RAVENNA, Ohio – A police barricade forced Jim Earnest to halt his cattle trailer just inside the Pennsylvania state line. Puzzled and surprised, he looked at the seven cruisers swarming around him.
Fourteen troopers shoved him against the back of his truck, accused him of cattle rustling and escorted him back to Bloomfield, Pa., to return the nine heifers.
Who would’ve guessed 25 years later the dairy industry would laugh about the cattle hauler’s innocent brush with the law and then honor him with one of its highest distinctions?
Finally, it’s time. For years, Portage County dairymen have wanted to show their appreciation for Earnest but he was never able to make it to the annual banquet. It’s always on a Tuesday night and Earnest usually spends his Tuesdays at the Mercer Livestock Auction.
But a recent knee replacement surgery kept Earnest out of the sale barn this year and Portage County finally had its chance to present him with its Friend of the Dairymen award at the March 1 banquet.
Earnest’s story. Earnest grew up in the 1950s working on his grandfather’s dairy farm in Deerfield, Ohio, but June 3, 1965 he was drafted and left for Japan. While Earnest was in Okinawa, his grandfather died and the farm was sold.
Earnest returned home two years later and started hauling cattle, soon bought his own truck and went into business for himself in 1967.
He spent long days hauling cattle and hogs across Ohio and Pennsylvania and nights working as a blast furnace operator at a shop in Alliance.
After 28 years doing triple-time with the shop, trucking, and his own small farm, the Alliance company asked Earnest to work the day shift instead of midnights.
He couldn’t do that, he said.
“I built this business all my life and I wouldn’t give up my trucking and let my farmers down,” Earnest said.
So he quit his night job, and ever since the early 1990s, he’s devoted 100 percent to his cattle hauling business.
And as for those Pennsylvania cattle he was accused of stealing, he was simply hauling them, he explained. Until the police forced him off the road, he had no idea the cattle were mortgaged and a bank actually owned them.
Legacy lives on. Although the Horning family has not farmed in Portage County for years, the memory of Mark and Marilyn Horning’s dairy in Randolph, Ohio, is still remembered. That legacy earned them this year’s Sherman Brockett Honorary Dairyman award.
Mark Horning was milking about 70 cows in 1974 when he fell and suffered a head injury that kept him bedridden and unable to communicate for the rest of his life. He passed away two years ago.
Even though it’s been many years since his father farmed, Horning’s son Matt had no problem filling in the 150 banquet guests about his father’s impact on agriculture.
The Hornings. Mark Horning began farming in 1949 on 130 acres that were so eroded a tractor couldn’t safely drive from one end to the other.

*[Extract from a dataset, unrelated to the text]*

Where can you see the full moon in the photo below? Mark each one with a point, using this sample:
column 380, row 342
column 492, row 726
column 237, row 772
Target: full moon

“From then on, Dad spent countless hours spreading straw, planting grass, loving and nurturing the land back to health and productivity,” Matt said.
“He helped lay more than four miles of drainage tile and adopted crop rotation and conservation tillage practices at a time when it may have otherwise been considered going against the grain of progress.”
Two years before his accident, Portage County Soil and Water Conservation District named Horning its Farmer of the Year.
Horning, his wife and five children hosted many tours at the farm and were proud to show off their pole barn with freestalls, which was one of the first in the area, and their herringbone parlor, which was one of only a few in the nation at the time.
Shortly after Horning’s accident, his family was forced to sell the cows, and Marilyn has rented the farm to neighboring farmers ever since.
Production award. The top production award went to Grac-Glen Farm in Ravenna, Ohio. With 28,349 pounds of milk, 1,022 pounds of fat and 870 pounds of protein, the farm owned by David and Rick Alger is one of the state’s top five producers on official DHI test.
Other herd production totals included on official test David Winchell (Holsteins), 22,611 pounds of milk, 777 pounds of fat and 703 pounds of protein; and on-the-farm-computer Congress Lake Farms, 24,300 pounds of milk.
Nominations. Kim Kinsey of Hartville, Ohio, was crowned this year’s dairy princess. Kinsey, a senior at Marlington High School, grew up working on dairy farms and has shown animals in Portage County.
Henry Kline, Bill Boldizsar, David Alger and Wayne Biltz were re-elected to the dairy committee.